On his site Sherif Ramadan has posted an interesting tutorial covering implementing bloom filters in PHP. Bloom filters are data structures that make it easier to determine if something is a member of a set.
Let's imagine you have built a music app like Spotify. You've finally grown this thing to sizeable amount of users and you have a decent number of titles in your content library. Let's also say this app has social elements to it so your users can connect with their facebook friends or twitter followers. Now, let's say each time your users play a song in your app you want to ask the question Which of this user's friends have NOT listened to this song yet? The intention being that you may recommend that song to them if they haven't listened to it.
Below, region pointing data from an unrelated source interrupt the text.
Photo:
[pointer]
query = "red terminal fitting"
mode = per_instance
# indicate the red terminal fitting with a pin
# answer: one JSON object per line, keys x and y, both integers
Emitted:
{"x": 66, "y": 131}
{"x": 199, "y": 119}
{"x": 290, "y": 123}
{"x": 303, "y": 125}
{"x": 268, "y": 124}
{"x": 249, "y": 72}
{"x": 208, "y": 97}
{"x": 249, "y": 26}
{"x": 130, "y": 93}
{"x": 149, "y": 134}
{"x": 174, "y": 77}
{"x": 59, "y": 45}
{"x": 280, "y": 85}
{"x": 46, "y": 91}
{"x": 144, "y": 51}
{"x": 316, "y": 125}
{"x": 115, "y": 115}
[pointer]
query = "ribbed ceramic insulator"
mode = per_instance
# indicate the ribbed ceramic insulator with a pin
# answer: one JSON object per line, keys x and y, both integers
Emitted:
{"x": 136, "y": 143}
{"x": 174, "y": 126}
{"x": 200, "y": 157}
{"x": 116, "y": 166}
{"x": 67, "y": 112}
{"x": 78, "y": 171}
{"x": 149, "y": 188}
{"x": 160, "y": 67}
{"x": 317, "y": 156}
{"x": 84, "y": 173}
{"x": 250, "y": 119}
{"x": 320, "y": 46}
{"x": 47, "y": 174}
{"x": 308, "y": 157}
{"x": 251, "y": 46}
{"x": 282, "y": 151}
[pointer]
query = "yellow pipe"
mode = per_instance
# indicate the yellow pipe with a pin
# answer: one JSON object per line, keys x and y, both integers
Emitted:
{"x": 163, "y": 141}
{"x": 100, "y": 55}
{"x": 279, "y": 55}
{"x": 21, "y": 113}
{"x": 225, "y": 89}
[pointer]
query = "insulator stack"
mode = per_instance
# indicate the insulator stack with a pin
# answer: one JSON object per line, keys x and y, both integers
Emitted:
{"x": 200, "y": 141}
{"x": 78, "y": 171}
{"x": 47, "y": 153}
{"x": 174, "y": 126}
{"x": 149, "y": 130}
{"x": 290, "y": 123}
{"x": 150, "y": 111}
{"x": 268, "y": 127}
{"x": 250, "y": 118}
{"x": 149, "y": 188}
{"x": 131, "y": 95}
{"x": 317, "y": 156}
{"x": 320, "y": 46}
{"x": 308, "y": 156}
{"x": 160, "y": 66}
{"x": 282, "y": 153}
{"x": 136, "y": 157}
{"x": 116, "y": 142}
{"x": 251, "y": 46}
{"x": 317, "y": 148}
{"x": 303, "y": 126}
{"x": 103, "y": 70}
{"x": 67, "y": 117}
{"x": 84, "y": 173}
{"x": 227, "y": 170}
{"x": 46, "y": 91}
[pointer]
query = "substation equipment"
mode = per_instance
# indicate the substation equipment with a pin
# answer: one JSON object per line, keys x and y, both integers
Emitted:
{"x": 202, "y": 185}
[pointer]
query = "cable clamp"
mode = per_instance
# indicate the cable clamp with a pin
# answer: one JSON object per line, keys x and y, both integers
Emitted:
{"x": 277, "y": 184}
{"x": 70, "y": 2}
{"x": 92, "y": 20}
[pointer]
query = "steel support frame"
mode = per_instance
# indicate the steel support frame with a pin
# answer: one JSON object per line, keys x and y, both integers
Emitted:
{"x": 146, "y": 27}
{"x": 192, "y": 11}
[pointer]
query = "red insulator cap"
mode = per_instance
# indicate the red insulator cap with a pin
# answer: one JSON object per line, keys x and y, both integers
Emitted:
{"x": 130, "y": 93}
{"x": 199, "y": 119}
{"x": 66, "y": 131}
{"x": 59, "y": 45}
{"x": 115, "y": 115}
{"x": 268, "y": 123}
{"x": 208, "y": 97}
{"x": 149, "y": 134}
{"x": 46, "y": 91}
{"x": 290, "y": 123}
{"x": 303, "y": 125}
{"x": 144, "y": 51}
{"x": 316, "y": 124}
One solution to this problem is to use a data structure known as a bloom filter. A bloom filter is basically a very space-efficient hash set with probabilistic tendency. If you aren't familiar with a hash set or sets in general, let's do a quick review of what they mean.
He goes on to explain what a bloom filter is and how it differs from normal sets, hash sets and hash maps. He then introduces some of the basic concepts involved in creating and using bloom filters. To help make things clearer, he provides a "contrived example" using lightbulbs and the probably that they've been turned on. From there he starts to get into something more practical, something more in the world of PHP. He includes a basic
Bloomfilter class example and some of the results (performance) of using it over something like in_array (especially for large data sets).